A Portable Cosmos by Alexander Jones
Author:Alexander Jones
Language: eng
Format: epub, pdf
Publisher: Oxford University Press
Published: 2016-06-15T00:00:00+00:00
Patterns and prediction
Three basic approaches to eclipse prediction can be found in Mesopotamia. Some omen texts have an eclipse as the forecast outcome:
If the Moon at its appearance is very large: there will be an eclipse.16
If the Sun on the day of the Moon’s disappearance is surrounded by a halo: there will be an eclipse of Elam.17
If a fog rolls in in [the month] Šabatu: eclipse of the Kassites.18
These are astrological forecasts. There is no valid reason why observations of an apparently large Moon or a halo around the Sun or fog in a particular month should be followed by eclipses; here, “there will be an eclipse” is just another possible bad thing to be sent by the gods, like “there will be a flood.”
Turning to genuine astronomical methods, patterns in the occurrence of eclipses over time were a powerful tool for anticipating when they were likely to occur and even what they would look like. At the most basic level were the observed facts that eclipses of the Moon occur only at full moon, and eclipses of the Sun occur only during the interval of the Moon’s invisibility between its last morning appearance and its first evening appearance. The omen texts in Enūma Anu Enlil already reflect this knowledge, since the omens based on the day of the month do not run through every day number from 1 to 30. For lunar eclipses the choices offered are normally 14, 15, and 16, which make sense as dates of full moon, and additionally, for unknown reasons, 20 and 21, which are astronomically nonsensical. It is probable that the Assyrian omen-watching scholars knew how to narrow down the date and time of the moment when the Sun and Moon would be in line or diametrically opposite each other by watching the trend of water-clock measurements of the times between moonrise and sunrise or between moonrise and sunset on the days leading up to the expected event.

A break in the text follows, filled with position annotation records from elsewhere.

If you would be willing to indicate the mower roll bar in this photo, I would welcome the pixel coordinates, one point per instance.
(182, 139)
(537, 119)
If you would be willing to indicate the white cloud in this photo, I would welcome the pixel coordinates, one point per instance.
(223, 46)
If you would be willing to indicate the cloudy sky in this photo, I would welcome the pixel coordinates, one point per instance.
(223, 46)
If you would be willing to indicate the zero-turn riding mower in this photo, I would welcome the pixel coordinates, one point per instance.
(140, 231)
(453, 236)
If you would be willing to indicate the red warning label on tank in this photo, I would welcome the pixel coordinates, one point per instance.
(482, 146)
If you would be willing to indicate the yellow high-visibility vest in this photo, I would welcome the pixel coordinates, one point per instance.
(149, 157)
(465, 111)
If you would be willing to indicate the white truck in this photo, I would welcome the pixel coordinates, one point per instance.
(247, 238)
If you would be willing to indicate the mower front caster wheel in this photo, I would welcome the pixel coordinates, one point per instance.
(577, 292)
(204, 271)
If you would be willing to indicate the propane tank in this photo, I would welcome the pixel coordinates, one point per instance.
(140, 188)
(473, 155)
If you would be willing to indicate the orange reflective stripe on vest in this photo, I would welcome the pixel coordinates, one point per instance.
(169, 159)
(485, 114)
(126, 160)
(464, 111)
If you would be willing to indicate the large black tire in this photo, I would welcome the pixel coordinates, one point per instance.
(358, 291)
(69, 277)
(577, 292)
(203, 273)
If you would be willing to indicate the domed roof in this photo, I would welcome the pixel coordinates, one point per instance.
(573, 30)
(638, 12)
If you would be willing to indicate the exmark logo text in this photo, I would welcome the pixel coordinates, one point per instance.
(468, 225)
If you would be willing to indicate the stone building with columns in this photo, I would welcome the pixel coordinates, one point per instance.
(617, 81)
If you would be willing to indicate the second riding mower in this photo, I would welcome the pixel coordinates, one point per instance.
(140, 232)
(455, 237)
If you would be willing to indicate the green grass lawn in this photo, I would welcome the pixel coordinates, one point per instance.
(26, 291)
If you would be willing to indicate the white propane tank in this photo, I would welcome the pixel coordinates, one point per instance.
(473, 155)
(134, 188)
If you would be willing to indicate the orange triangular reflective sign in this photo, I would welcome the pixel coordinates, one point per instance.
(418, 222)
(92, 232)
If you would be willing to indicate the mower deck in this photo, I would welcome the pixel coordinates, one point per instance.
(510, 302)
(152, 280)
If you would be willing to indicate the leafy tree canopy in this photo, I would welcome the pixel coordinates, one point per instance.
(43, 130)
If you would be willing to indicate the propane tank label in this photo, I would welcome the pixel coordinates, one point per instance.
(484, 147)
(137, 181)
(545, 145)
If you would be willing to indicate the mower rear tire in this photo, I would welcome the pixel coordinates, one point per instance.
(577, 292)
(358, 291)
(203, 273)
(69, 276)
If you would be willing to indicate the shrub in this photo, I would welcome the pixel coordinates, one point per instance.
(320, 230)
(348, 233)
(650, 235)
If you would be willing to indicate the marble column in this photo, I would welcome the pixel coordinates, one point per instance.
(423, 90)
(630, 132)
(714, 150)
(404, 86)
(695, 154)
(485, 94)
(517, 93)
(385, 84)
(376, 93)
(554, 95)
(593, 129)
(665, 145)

Experience would have shown that two lunar or two solar eclipses never happened in consecutive lunar months. In fact, six months normally pass between consecutive lunar eclipses, though since some eclipses are not observable, intervals of twelve months or larger multiples of six months would also be frequent. Occasionally, an interval between observed eclipses would be one less than a multiple of six, implying that a five-month interval has to be injected in the sequence after every seven or eight six-month intervals. We can give the name “lunar-eclipse possibilities” to the series of full moons spread at intervals of six or occasionally five months, which includes all observed lunar eclipses. Solar eclipses occur only either at the conjunction preceding or the conjunction following a lunar-eclipse possibility, a principle that the Assyrian scholars clearly knew.
Once a sufficiently large collection of records of observed eclipses had been built up, longer-term patterns would have been noticeable. For example, there is a very good chance that another lunar eclipse will be observable 47 or 135 lunar months after an observed lunar eclipse.